Enrico Göbel: Als IT-Lehrer des BFW, einem Bildungszentrum für sehbehinderte Menschen, habe ich 2010 einen Bundesliga-Spieltag in Würzburg als Zuschauer erlebt. Ich wusste sofort: Da möchte ich mich engagieren. Nachdem ein Kollege sagte, ich würde es ohnehin nicht in die Bundesliga schaffen, war mein Ehrgeiz geweckt.

Blindenfußball kennt ja nicht jeder. Wie läuft die Sportart denn ab?
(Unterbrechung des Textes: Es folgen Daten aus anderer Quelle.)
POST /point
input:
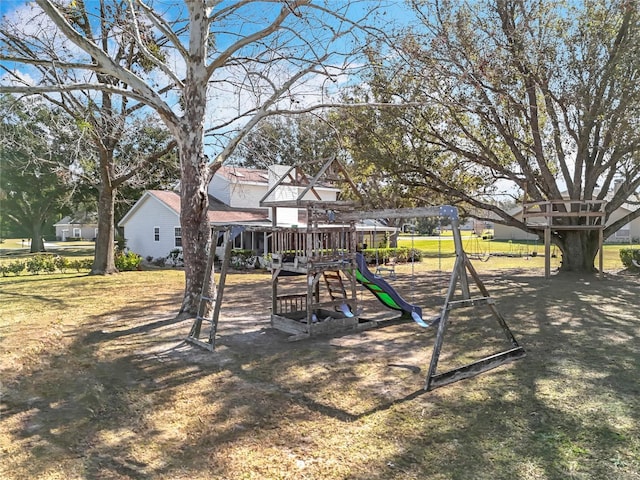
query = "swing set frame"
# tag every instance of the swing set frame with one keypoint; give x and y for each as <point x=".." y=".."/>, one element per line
<point x="347" y="213"/>
<point x="463" y="270"/>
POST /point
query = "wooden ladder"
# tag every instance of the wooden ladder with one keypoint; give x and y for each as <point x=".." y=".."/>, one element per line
<point x="205" y="302"/>
<point x="335" y="286"/>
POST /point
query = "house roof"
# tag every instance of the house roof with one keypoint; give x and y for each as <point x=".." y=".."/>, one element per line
<point x="219" y="213"/>
<point x="243" y="175"/>
<point x="78" y="219"/>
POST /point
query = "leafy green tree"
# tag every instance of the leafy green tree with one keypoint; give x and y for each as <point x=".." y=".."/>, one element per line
<point x="536" y="97"/>
<point x="35" y="166"/>
<point x="128" y="148"/>
<point x="252" y="53"/>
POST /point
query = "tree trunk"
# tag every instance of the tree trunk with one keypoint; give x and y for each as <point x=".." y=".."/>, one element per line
<point x="196" y="232"/>
<point x="104" y="256"/>
<point x="579" y="249"/>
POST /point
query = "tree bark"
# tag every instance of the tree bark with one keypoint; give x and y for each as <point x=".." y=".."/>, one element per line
<point x="104" y="257"/>
<point x="37" y="242"/>
<point x="196" y="232"/>
<point x="579" y="249"/>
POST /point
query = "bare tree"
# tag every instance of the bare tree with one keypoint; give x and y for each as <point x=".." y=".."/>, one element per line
<point x="103" y="116"/>
<point x="258" y="54"/>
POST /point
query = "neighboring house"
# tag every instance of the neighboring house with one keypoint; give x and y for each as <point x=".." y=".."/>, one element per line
<point x="627" y="233"/>
<point x="152" y="226"/>
<point x="77" y="227"/>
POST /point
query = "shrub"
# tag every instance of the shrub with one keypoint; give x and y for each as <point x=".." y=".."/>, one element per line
<point x="84" y="264"/>
<point x="383" y="255"/>
<point x="159" y="262"/>
<point x="61" y="263"/>
<point x="627" y="255"/>
<point x="16" y="267"/>
<point x="128" y="261"/>
<point x="42" y="262"/>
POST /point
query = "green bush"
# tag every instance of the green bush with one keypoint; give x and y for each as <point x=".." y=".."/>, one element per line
<point x="383" y="255"/>
<point x="61" y="263"/>
<point x="128" y="261"/>
<point x="41" y="262"/>
<point x="16" y="267"/>
<point x="84" y="264"/>
<point x="175" y="258"/>
<point x="627" y="255"/>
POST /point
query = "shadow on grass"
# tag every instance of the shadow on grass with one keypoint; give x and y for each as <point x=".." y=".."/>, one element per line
<point x="569" y="409"/>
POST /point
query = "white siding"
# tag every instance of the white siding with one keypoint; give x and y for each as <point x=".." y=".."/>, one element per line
<point x="139" y="229"/>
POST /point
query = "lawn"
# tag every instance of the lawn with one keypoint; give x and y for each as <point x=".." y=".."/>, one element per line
<point x="96" y="383"/>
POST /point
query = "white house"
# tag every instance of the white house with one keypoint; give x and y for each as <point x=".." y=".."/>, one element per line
<point x="77" y="227"/>
<point x="152" y="226"/>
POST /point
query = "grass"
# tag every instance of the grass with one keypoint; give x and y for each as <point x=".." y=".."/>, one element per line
<point x="95" y="384"/>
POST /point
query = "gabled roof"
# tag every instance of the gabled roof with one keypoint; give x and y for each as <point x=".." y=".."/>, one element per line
<point x="78" y="219"/>
<point x="219" y="213"/>
<point x="243" y="175"/>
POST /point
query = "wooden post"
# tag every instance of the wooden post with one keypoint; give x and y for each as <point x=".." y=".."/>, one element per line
<point x="547" y="252"/>
<point x="601" y="253"/>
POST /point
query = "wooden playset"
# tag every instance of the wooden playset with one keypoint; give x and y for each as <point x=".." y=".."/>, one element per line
<point x="324" y="254"/>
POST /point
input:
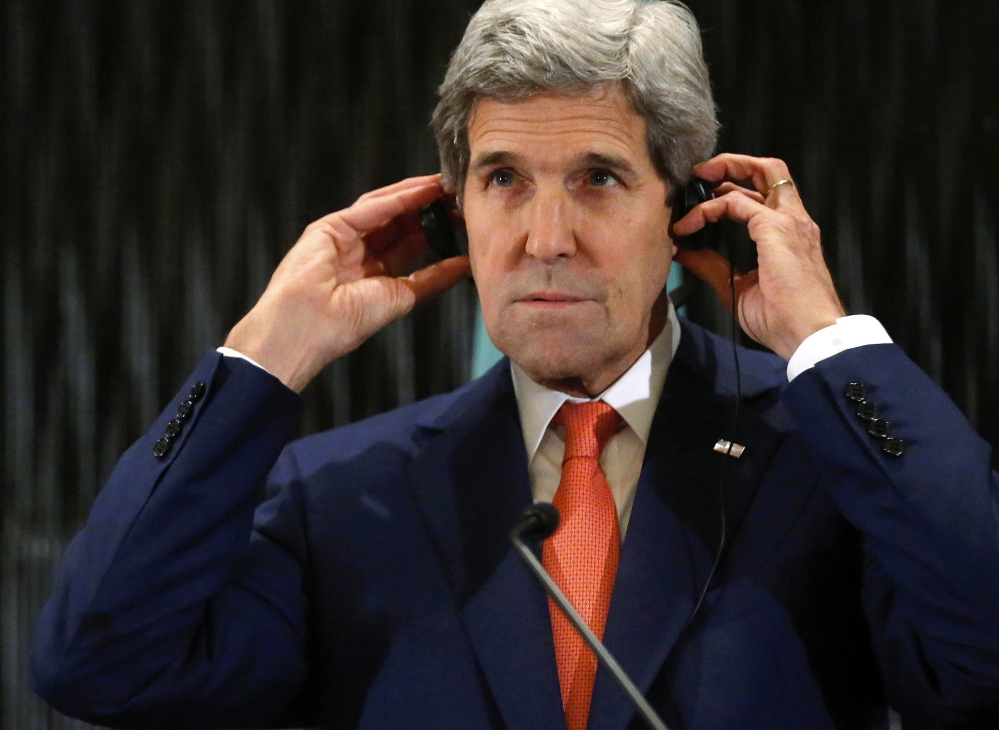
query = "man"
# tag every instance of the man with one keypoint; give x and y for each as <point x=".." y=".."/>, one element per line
<point x="375" y="588"/>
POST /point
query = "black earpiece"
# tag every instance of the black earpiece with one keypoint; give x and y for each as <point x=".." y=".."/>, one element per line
<point x="684" y="200"/>
<point x="443" y="234"/>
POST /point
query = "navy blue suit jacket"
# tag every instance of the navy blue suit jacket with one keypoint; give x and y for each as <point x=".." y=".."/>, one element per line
<point x="376" y="588"/>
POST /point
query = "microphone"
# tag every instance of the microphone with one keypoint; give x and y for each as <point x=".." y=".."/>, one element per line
<point x="538" y="522"/>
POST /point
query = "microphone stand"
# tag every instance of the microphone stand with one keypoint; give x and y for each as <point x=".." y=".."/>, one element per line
<point x="538" y="522"/>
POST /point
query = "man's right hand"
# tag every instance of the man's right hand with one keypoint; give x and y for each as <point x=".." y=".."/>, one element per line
<point x="343" y="281"/>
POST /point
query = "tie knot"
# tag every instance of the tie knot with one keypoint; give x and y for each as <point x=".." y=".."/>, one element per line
<point x="588" y="426"/>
MS: Blindenfußball wird auf einem Feld mit Handballgröße gespielt. An den Längsseiten gibt es hüfthohe Banden. Pro Team treten vier blinde Feldspieler und ein sehender Torwart an. Der Spielball ist innen mit Schellen versehen und rasselt, so können die Augenpflaster und Schwarzbrille tragenden Spieler ihn durch ihr Gehör orten.

EG: Zwei Guides pro Mannschaft geben zusätzlich zum sehenden Torwart von außen Kommandos und unterstützen die Spieler durch Zurufe. Die wichtigste Regel lautet „Voy“. Sobald der ballführende Gegenspieler angegriffen wird, ruft der Spieler „Voy“, um vor einem Zusammenprall zu warnen. Die Spielzeit beträgt zweimal 25 Minuten.
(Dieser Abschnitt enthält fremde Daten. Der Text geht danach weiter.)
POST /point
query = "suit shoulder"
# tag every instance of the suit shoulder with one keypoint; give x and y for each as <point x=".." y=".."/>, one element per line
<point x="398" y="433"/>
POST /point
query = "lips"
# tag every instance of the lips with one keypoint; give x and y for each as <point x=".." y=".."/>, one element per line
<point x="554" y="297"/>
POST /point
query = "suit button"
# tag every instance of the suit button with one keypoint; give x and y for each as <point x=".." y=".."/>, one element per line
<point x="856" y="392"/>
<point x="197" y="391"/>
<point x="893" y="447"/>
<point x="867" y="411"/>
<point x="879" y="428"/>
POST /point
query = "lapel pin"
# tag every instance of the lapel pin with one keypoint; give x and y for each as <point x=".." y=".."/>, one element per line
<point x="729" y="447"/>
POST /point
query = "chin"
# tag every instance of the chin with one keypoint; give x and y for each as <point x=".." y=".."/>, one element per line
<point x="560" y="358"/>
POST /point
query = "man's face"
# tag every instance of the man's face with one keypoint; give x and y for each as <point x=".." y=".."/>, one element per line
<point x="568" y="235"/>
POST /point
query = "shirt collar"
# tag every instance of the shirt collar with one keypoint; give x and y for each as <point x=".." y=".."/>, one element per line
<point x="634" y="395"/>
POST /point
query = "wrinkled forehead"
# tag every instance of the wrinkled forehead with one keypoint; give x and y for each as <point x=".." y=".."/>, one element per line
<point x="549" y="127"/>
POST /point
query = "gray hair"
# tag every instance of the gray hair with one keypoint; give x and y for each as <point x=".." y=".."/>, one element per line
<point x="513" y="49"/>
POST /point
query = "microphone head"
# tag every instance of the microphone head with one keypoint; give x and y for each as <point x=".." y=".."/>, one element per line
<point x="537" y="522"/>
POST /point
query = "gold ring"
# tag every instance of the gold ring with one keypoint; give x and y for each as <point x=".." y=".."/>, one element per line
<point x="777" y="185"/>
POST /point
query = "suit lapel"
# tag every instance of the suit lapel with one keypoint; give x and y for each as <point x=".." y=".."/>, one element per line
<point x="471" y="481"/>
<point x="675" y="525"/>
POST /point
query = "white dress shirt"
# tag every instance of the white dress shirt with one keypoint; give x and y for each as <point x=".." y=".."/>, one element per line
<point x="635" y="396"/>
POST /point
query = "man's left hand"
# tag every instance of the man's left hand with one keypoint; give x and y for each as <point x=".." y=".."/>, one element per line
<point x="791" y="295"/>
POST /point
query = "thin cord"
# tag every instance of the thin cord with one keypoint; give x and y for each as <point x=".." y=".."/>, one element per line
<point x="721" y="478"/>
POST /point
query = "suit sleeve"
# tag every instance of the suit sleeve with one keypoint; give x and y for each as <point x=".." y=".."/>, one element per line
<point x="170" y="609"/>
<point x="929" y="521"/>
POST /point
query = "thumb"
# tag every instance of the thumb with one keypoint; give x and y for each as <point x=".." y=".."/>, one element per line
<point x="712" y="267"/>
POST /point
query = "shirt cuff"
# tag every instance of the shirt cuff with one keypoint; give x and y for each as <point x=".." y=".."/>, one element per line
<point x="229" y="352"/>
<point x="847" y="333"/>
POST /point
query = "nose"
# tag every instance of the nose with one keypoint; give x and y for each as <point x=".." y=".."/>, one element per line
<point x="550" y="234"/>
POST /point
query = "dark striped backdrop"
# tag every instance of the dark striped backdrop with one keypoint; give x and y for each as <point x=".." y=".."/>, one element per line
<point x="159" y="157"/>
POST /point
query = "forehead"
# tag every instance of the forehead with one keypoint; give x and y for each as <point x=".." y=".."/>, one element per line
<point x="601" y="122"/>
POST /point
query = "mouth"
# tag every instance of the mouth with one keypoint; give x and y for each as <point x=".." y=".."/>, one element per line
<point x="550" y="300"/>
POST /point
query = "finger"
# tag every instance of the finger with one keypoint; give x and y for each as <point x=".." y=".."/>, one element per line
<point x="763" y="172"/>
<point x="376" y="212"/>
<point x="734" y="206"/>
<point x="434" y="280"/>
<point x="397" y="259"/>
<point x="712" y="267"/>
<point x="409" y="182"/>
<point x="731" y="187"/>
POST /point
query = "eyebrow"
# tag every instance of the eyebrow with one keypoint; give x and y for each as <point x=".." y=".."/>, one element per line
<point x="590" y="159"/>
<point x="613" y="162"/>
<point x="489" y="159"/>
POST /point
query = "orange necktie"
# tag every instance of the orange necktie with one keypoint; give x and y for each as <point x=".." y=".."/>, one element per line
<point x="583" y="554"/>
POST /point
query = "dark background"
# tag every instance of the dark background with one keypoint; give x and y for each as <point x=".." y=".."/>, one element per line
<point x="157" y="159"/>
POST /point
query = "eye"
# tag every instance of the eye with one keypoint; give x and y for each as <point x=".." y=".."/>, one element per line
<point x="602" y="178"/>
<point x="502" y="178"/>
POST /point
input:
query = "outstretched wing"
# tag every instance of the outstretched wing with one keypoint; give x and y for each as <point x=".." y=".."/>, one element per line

Und wie sieht Blindenfußball in der Praxis aus?

MS: Absolut toll ist, dass man sich auf dem Spielfeld frei bewegen, laufen und rennen kann. Viele Blindensportarten sind an sehende Guides gebunden, die uns führen und unmittelbar an der Seite des Sportlers aktiv sind. Im Blindenfußball ist man auf dem Platz völlig auf sich gestellt. Die Guides stehen außerhalb des Spielfelds und geben nur Kommandos.

EG: Viele Zuschauer, die zufällig beim Blindenfußball vorbeikommen, merken erst nach einigen Minuten, dass die Spieler blind sind. Es ist erstaunlich, mit welcher Ballsicherheit und welchem großen Mut hier gespielt wird und was für ein rasantes Match sich entwickelt.
Wer sich Blindenfußball wie Rasenschach vorstellt, täuscht sich gewaltig. Den besten Spielern der Bundesliga merkt man zunächst gar nicht an, dass sie nichts sehen.

Der Sport ist offenbar nichts für Weicheier. Wie sieht es denn mit dem Verletzungsrisiko aus?

MS: Das Risiko ist nicht größer als bei anderen Sportarten. Klar, man muss auch einstecken können. Nach dem Spiel ist das aber vergessen und man versteht sich wieder blendend…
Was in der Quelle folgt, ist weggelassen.